Weird Science tracks the evolution of road kill

Ars Technica » Scientific Method 2013-03-23

These two birds lost their legs in a one-sided altercation with a vehicle.

Taking the whole "adapt or you're road kill" thing rather literally. In the US, motor vehicles are killing about 80 million birds each year, the sort of figure that evolutionary biologists would call "selective pressure." And now, in a paper entitled "Where has all the road kill gone?", some researchers have gone out and confirmed that at least one bird population is experiencing an evolutionary response. Death-by-auto has been declining among the cliff swallows of western Nebraska for 30 years, and the researchers found that the bodies left behind after hit-and-runs had longer wings than the population as a whole. They conclude that the swallows wings are, on average, getting shorter to help them respond more quickly to oncoming traffic.

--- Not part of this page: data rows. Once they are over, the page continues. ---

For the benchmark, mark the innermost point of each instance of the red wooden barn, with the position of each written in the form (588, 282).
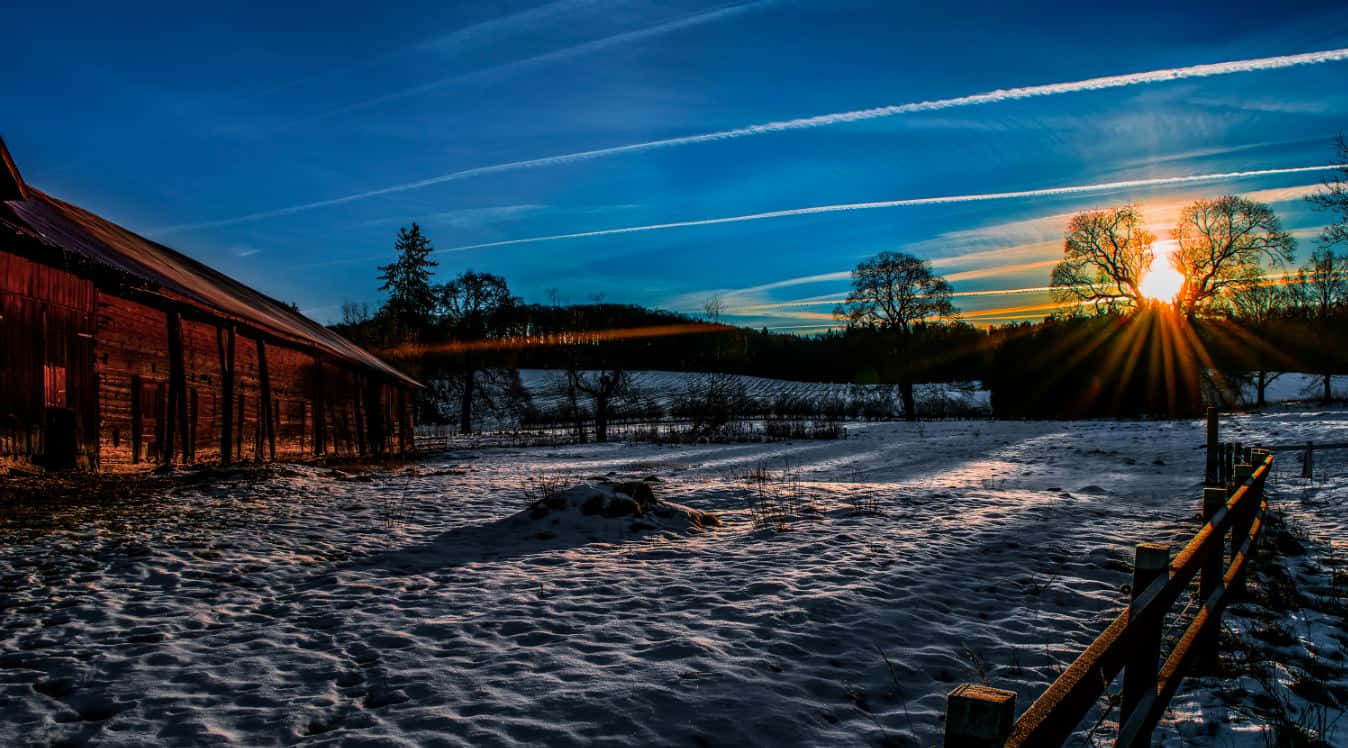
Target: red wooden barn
(117, 352)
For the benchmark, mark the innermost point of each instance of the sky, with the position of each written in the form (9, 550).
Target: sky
(667, 152)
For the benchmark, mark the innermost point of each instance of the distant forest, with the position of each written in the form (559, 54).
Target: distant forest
(1240, 312)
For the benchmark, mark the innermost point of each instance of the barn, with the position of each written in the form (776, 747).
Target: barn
(119, 353)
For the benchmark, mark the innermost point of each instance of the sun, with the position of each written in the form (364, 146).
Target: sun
(1161, 282)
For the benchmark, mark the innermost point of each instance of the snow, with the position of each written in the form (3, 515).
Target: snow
(423, 605)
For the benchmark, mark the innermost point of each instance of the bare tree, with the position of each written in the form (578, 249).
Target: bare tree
(1321, 291)
(1257, 303)
(603, 387)
(893, 293)
(1226, 243)
(475, 306)
(1104, 256)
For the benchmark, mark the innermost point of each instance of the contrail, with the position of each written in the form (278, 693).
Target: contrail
(845, 206)
(686, 22)
(805, 123)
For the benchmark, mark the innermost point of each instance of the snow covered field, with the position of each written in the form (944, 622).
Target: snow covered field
(411, 608)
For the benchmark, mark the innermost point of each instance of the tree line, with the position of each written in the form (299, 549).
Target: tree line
(1242, 312)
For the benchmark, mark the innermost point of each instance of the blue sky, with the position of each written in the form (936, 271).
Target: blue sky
(286, 144)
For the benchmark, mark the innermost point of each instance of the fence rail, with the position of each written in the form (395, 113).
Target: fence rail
(1234, 506)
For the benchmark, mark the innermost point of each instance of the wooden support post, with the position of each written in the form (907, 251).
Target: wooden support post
(177, 414)
(320, 419)
(977, 716)
(1151, 561)
(1244, 516)
(138, 419)
(268, 422)
(1211, 473)
(1209, 578)
(225, 347)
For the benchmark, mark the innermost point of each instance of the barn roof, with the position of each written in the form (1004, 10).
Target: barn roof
(74, 229)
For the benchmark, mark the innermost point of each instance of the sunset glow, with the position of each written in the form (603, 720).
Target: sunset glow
(1162, 282)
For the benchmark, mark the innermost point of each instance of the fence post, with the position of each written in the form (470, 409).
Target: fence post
(1211, 476)
(977, 716)
(1139, 675)
(1244, 516)
(1209, 580)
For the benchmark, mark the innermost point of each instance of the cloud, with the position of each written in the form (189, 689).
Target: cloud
(806, 123)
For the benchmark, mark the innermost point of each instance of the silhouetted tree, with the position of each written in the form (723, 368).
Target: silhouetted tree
(1103, 259)
(1226, 243)
(407, 279)
(894, 293)
(1257, 305)
(475, 306)
(1321, 291)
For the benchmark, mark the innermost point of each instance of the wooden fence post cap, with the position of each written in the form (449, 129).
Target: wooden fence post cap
(977, 716)
(1151, 557)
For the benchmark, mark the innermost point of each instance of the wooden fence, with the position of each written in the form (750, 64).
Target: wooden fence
(1234, 507)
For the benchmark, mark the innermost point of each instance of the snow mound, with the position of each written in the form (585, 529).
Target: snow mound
(608, 510)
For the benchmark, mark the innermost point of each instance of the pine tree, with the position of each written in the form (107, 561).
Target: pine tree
(407, 278)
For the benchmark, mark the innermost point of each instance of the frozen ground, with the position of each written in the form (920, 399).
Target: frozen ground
(417, 607)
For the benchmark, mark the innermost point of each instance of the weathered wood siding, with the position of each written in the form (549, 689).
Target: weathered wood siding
(241, 398)
(46, 348)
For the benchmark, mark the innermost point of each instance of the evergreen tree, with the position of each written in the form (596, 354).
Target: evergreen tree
(407, 279)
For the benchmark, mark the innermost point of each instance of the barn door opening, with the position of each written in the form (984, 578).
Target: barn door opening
(59, 442)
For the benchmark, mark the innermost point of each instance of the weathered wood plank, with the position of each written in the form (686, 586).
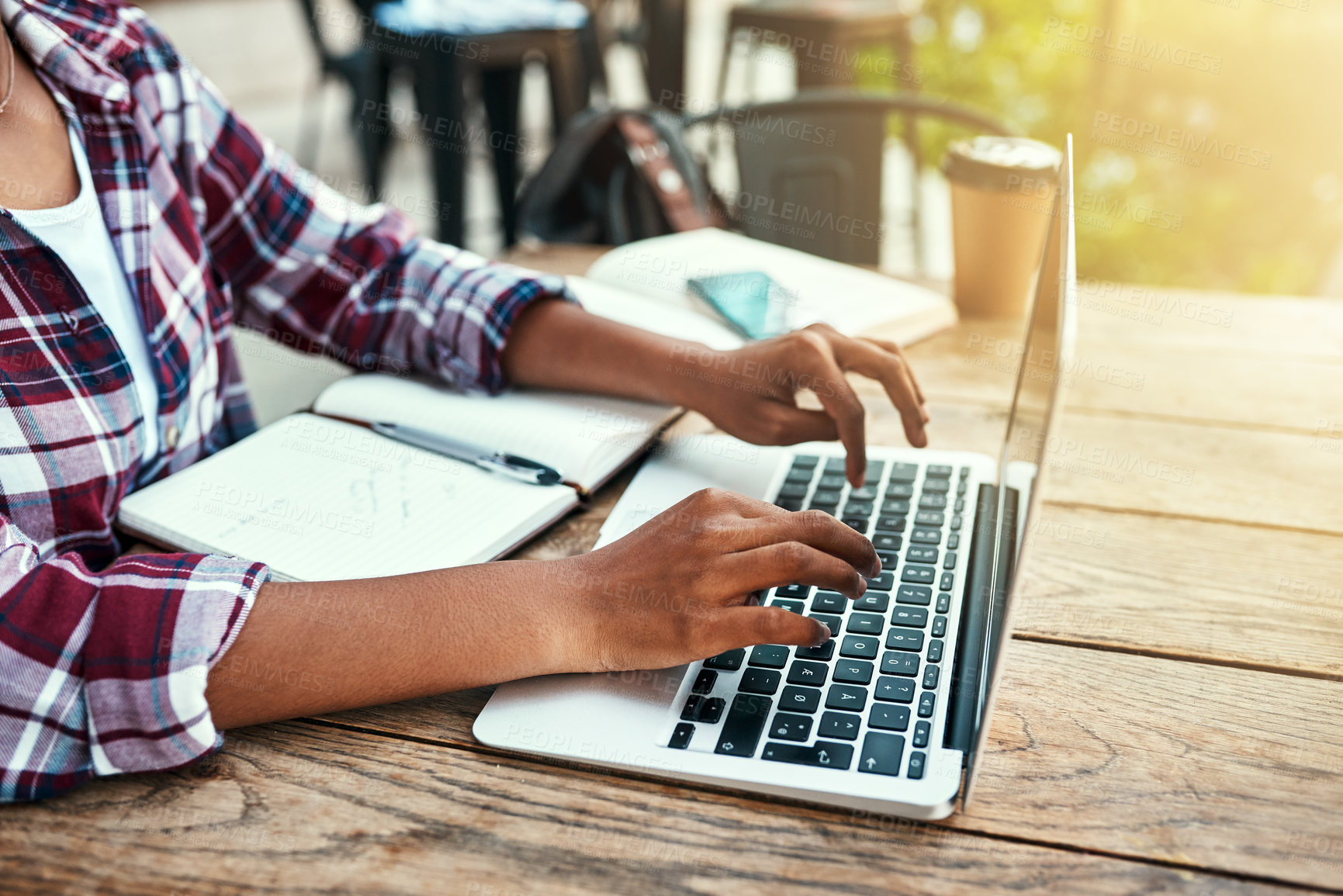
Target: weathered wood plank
(297, 808)
(1137, 756)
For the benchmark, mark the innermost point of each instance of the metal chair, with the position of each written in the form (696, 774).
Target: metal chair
(808, 191)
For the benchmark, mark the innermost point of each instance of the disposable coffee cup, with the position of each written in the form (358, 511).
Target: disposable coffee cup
(1002, 200)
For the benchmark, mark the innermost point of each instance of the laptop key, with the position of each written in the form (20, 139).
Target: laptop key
(823, 652)
(909, 617)
(900, 664)
(743, 725)
(865, 624)
(904, 640)
(884, 582)
(729, 661)
(918, 574)
(799, 699)
(774, 656)
(808, 673)
(711, 711)
(790, 725)
(839, 725)
(888, 718)
(904, 472)
(922, 731)
(829, 602)
(823, 754)
(922, 554)
(874, 602)
(846, 697)
(681, 736)
(759, 681)
(891, 690)
(704, 681)
(830, 622)
(916, 594)
(884, 541)
(857, 672)
(858, 648)
(923, 535)
(881, 754)
(900, 490)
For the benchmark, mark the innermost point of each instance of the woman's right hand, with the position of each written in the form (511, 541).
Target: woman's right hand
(679, 587)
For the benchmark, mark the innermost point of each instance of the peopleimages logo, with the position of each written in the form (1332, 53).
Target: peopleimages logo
(1182, 140)
(1135, 46)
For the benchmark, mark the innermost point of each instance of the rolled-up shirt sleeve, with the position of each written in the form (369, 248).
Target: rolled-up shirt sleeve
(105, 672)
(319, 272)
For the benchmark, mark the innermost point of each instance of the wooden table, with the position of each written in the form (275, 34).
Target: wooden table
(1172, 716)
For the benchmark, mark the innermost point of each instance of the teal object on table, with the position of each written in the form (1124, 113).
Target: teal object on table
(749, 301)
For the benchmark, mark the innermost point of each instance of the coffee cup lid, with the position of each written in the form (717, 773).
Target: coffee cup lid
(988, 161)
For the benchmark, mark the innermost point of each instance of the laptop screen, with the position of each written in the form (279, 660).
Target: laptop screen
(1045, 358)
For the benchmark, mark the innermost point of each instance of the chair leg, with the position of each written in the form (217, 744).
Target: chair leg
(501, 93)
(310, 123)
(442, 101)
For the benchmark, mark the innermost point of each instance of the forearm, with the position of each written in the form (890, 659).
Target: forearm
(323, 646)
(559, 345)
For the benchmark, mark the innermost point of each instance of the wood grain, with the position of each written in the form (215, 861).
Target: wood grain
(1100, 750)
(297, 808)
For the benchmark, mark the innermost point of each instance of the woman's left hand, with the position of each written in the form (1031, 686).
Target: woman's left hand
(751, 391)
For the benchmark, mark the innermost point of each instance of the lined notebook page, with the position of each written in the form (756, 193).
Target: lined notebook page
(319, 499)
(586, 437)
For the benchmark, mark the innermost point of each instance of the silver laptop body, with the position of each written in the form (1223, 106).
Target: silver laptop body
(751, 721)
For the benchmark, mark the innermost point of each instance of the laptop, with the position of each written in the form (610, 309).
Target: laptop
(892, 714)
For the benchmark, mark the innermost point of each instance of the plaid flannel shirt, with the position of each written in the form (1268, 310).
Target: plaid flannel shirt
(104, 660)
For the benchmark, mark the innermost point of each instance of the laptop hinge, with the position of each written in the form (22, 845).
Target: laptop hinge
(974, 618)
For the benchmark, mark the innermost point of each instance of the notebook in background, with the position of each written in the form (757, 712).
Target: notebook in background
(853, 300)
(323, 499)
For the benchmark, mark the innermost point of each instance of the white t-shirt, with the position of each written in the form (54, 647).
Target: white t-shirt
(78, 234)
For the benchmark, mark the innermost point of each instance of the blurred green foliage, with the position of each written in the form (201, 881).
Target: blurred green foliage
(1269, 227)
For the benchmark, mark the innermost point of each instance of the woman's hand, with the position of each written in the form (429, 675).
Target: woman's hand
(751, 393)
(679, 587)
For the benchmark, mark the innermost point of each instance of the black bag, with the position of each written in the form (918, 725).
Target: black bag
(615, 176)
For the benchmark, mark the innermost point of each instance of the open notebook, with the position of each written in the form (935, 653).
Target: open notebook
(324, 499)
(645, 284)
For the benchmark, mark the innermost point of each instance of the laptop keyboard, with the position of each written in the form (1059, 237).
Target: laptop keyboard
(864, 701)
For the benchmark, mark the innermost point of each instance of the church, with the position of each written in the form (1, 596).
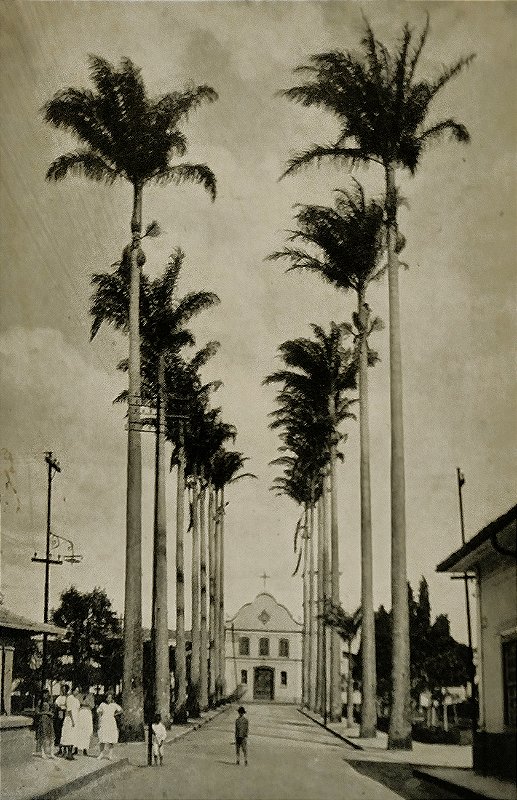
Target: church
(263, 644)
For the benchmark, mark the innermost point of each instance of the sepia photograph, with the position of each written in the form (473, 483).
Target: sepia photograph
(258, 400)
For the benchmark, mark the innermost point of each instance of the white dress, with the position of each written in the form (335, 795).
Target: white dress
(108, 729)
(84, 728)
(69, 730)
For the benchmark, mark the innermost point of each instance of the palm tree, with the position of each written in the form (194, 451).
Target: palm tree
(382, 111)
(187, 394)
(348, 241)
(187, 388)
(325, 369)
(127, 135)
(347, 625)
(163, 333)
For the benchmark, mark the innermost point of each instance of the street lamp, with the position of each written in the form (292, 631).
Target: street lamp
(52, 543)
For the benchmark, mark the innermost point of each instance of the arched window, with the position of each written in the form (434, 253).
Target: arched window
(264, 646)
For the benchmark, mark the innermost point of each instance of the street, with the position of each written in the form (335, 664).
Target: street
(290, 758)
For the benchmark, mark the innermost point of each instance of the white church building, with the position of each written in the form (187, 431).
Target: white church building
(264, 652)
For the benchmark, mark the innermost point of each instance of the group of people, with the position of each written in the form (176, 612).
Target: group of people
(66, 723)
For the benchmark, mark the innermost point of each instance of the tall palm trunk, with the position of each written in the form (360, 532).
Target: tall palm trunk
(305, 630)
(327, 581)
(335, 644)
(160, 620)
(350, 688)
(320, 608)
(181, 658)
(312, 613)
(211, 592)
(369, 678)
(217, 604)
(195, 660)
(222, 632)
(132, 690)
(399, 737)
(203, 639)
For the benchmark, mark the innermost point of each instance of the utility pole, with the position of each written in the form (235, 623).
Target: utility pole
(53, 466)
(466, 578)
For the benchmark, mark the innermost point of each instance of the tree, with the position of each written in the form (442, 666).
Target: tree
(163, 318)
(382, 109)
(129, 136)
(87, 651)
(348, 626)
(225, 470)
(325, 370)
(187, 392)
(348, 241)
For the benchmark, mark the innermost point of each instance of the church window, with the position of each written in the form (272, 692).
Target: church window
(283, 648)
(263, 646)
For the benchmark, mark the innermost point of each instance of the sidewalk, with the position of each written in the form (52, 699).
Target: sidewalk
(472, 786)
(47, 779)
(9, 722)
(432, 755)
(449, 766)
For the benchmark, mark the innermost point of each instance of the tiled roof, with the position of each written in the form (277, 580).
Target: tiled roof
(16, 622)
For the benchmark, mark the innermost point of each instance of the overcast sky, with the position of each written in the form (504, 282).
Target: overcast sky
(457, 298)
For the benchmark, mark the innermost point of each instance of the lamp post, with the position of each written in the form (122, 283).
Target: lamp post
(73, 558)
(466, 578)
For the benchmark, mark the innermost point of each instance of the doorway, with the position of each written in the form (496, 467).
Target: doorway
(264, 683)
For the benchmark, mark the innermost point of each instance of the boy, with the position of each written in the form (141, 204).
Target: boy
(159, 736)
(241, 734)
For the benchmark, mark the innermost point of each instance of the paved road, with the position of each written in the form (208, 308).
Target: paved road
(290, 758)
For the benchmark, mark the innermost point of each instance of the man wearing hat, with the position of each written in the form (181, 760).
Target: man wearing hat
(241, 734)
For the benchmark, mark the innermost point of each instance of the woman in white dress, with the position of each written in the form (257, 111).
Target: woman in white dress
(85, 723)
(70, 727)
(108, 729)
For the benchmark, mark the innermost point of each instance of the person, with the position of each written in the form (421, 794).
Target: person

Diagnosis by text message, or "u r having a stroke." Medical authorities have become excited about the use of text messages, but mostly as an intervention—short reminders have been found to help people stay on their medications, or quit smoking. But a recent case study showed that, in rare circumstances, they be a diagnostic tool. Strokes tend to strike very specific areas of the brain, leaving surrounding ones functioning normally, which makes them hard to spot. In one case, a 40 year old male had symptoms of a stroke but could speak just fine. However, his texts had some serious issues, as they consisted of things like "Oh baby your;" and "Tjhe Doctor nddds a new bb."

Doctors are apparently calling this "dystextia," meaning "incoherent text messaging that can sometimes be confused with autocorrect garble."